I take on board what my hon. Friend says. The Government are working to ensure that comprehensive packages of support, not just in health but across the piece, are available to those who have come off drugs following treatment. As my hon. Friend does so much in his constituency in this regard, I am more than happy to meet him to discuss grisly old men further.

The Minister will know that probably tens of thousands of young people under 18 are heroin addicts. Given that anybody over 18 who is arrested for what is called a trigger offence, such as theft or burglary, is automatically put through a mandatory drugs test—which is a good thing—why does that requirement not apply to under-18s?

That is an interesting point, which I shall refer to those in the Home Office who are more directly involved in the policy than I am.

We should not run away with the notion that there has been an explosion in heroin use. All available evidence and data suggest that, sad though the position is, in terms of both age groups and the overall quantum the number of users is more or less the same. But the hon. Gentleman’s point about the role of under-18s in the criminal justice system is a fair one, which I will convey to my colleagues.

Will my hon. Friend liaise with health Ministers with a view to offering all heroin addicts in treatment voluntary screening for blood-borne diseases, especially hepatitis C?

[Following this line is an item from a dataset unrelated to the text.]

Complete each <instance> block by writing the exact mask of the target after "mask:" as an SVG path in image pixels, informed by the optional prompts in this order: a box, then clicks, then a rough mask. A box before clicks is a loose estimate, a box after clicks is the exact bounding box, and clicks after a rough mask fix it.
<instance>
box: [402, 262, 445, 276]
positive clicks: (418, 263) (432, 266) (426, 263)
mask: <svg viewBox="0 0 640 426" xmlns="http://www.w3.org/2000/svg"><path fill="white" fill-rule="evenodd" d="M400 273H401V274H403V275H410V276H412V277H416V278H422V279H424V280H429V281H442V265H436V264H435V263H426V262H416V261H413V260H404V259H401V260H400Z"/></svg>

As I said earlier, the Home Office implements a number of measures with a range of colleagues, including those in the health team. As this is a specifically health-related matter rather than a Home Office matter, I will refer it to our colleagues in the health team.

Most young heroin users start as solvent abusers, perhaps as glue-sniffers. Will the Minister take this opportunity to praise groups such as Solve It, which is based in my constituency and is doing its level best to encourage young people not to engage in solvent abuse?

The hon. Gentleman is right. All groups that try to dissuade young people from embarking on the path of solvent abuse and any subsequent abuse are indeed to be praised considerably, and I join the hon. Gentleman in congratulating the group in his constituency.